Mi inginocchio tenendole la testa, e con l'autorizzazione dell'infermiere le metto il collarino insieme al mio autista, poi inizio a pulirla e a fasciarle la testa.
"Matilde, sono dell'ambulanza, siamo qui per darle una mano, se le faccio male mi faccia segno, ok?" le dico. Lei mi fa cenno di si, e intanto l'infermiere e il mio autista la coprono bene con delle coperte pesanti.
"Vive da sola, il figlio s'è accorto per caso che era successo il fattaccio...ha chiamato a casa, nessuno rispondeva e così gli è venuto il dubbio" ci racconta nel frattempo l'infermiere "mi domando come si faccia a lasciare sola una persona che è a malapena autosufficiente!"
Noi ci stavamo domandando la stessa cosa.
Credo di aver lanciato un'occhiataccia al figlio della signora quando gli ho sentito dire che "Non è mica la prima volta che cade, ma di solito si rialza"; deve anche essersene accorto, considerato il gelo che è calato tra noi e lui dopo questa affermazione.
Finito di medicare e immobilizzare Matilde, decidiamo di caricarla, coprendola con una montagna di coperte.
Durante il viaggio Matilde, con occhi lucidi, abbozza un "grazie" indicando la coperta in più che io e il mio caposquadra le avevamo sistemato sopra a tutto il resto.
Continuo a tenerle la mano finché non arriviamo in ospedale, dove ci preoccupiamo che venga scoperta solo dopo aver chiuso tutte le porte della sala triage per non farla sentire a disagio più di quanto già non fosse.

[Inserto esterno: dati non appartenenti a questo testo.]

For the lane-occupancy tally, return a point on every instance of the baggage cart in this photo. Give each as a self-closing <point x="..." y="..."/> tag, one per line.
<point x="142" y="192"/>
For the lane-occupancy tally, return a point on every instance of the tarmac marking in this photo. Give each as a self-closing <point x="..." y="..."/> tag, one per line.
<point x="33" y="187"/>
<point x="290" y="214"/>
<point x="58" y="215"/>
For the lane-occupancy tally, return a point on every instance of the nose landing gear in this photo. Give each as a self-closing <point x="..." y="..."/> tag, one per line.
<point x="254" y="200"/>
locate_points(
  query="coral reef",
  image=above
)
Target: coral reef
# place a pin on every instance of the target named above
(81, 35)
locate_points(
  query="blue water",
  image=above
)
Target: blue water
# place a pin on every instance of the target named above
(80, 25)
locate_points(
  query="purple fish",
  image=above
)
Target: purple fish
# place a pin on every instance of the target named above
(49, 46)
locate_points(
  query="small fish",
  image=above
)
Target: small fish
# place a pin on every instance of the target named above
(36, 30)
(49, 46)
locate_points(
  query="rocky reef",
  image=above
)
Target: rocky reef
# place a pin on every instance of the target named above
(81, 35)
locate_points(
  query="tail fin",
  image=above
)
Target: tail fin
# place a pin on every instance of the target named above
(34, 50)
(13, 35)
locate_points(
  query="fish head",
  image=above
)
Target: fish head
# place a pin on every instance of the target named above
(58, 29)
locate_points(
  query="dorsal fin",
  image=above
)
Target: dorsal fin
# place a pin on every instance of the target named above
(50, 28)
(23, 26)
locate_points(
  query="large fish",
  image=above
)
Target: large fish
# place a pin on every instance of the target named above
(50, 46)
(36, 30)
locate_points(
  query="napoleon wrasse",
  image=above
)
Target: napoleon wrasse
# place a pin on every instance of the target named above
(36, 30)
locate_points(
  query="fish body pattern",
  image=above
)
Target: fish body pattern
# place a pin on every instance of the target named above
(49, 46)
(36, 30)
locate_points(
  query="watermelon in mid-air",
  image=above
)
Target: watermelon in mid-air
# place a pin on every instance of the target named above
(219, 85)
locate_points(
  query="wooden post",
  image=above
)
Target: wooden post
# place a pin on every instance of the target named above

La lasciamo lì, sulla barella, finalmente al caldo sotto le lenzuola del Pronto Soccorso.
Erano già passate quasi 2 ore e mezza da quando eravamo usciti, e la mattinata ancora non era finita...ma noi non lo sapevamo.
In compenso, al rientro all'alba delle 15.30, appena inserita la retromarcia per posteggiare l'ambulanza nel garage, il riscaldamento ha ricominciato a funzionare.